The CCB will conduct two drawings via a random number selector to determine the issuance of independent cannabis consumption lounge licenses for non-social equity applicants and social equity applicants on Nov. 30.
— Nevada Cannabis Compliance Board (@NevadaCCB) November 24, 2022
Regulators said earlier this month that they received about 100 applications for the new license type during a 10-day application window in October.
These developments come more than a year after Gov. Steve Sisolak (D) signed a bill from Assemblyman Steve Yeager (D) legalizing consumption lounges.
Current retailers are able to apply for a separate license category to build lounges into their existing operations, and they are not subject to a competitive selection process. The lotteries are for independent lounge licenses for businesses that want to enter into a contract with a retailer to purchase and prepare ready-to-consume marijuana products for resale at brand new facilities.
CCB approved regulations for marijuana lounges over the summer. The law could also allow businesses that couple cannabis with yoga, serve infused food, offer THC-aided massage therapy or incorporate marijuana in other ways.
The governor touted Nevada’s lounge law in a 4/20 op-ed for Marijuana Moment this year, writing: “The idea isn’t new, but no one is doing it like we are in Nevada.”
“While most of the consumption lounges in other states don’t offer food, beverages or other entertainment options,” he said, “Nevada’s lounges will be a one-stop entertainment shop to create jobs, grow the industry and boost our economy.”
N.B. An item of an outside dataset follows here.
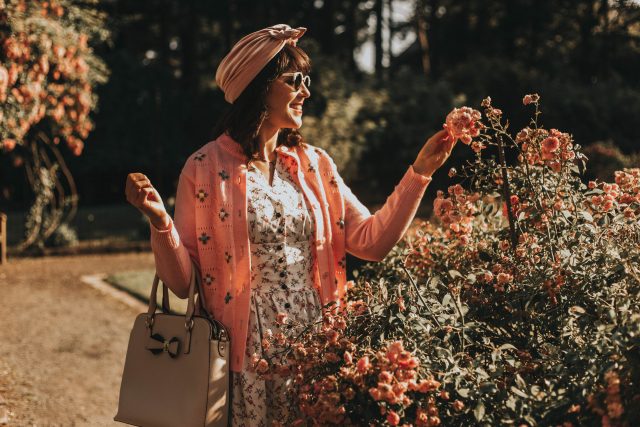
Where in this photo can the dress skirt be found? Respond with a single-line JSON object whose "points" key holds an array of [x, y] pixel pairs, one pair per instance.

Under the board-approved rules, consumption must be hidden from public view. Smoking and vaping must take place in a separate room of the lounge or be prohibited entirely. Single-use or ready-to-consume cannabis products can’t be brought off-site. And businesses must provide water to every guest free of charge.
The lounges will also be cannabis-only. No alcohol, tobacco or nicotine products can be sold.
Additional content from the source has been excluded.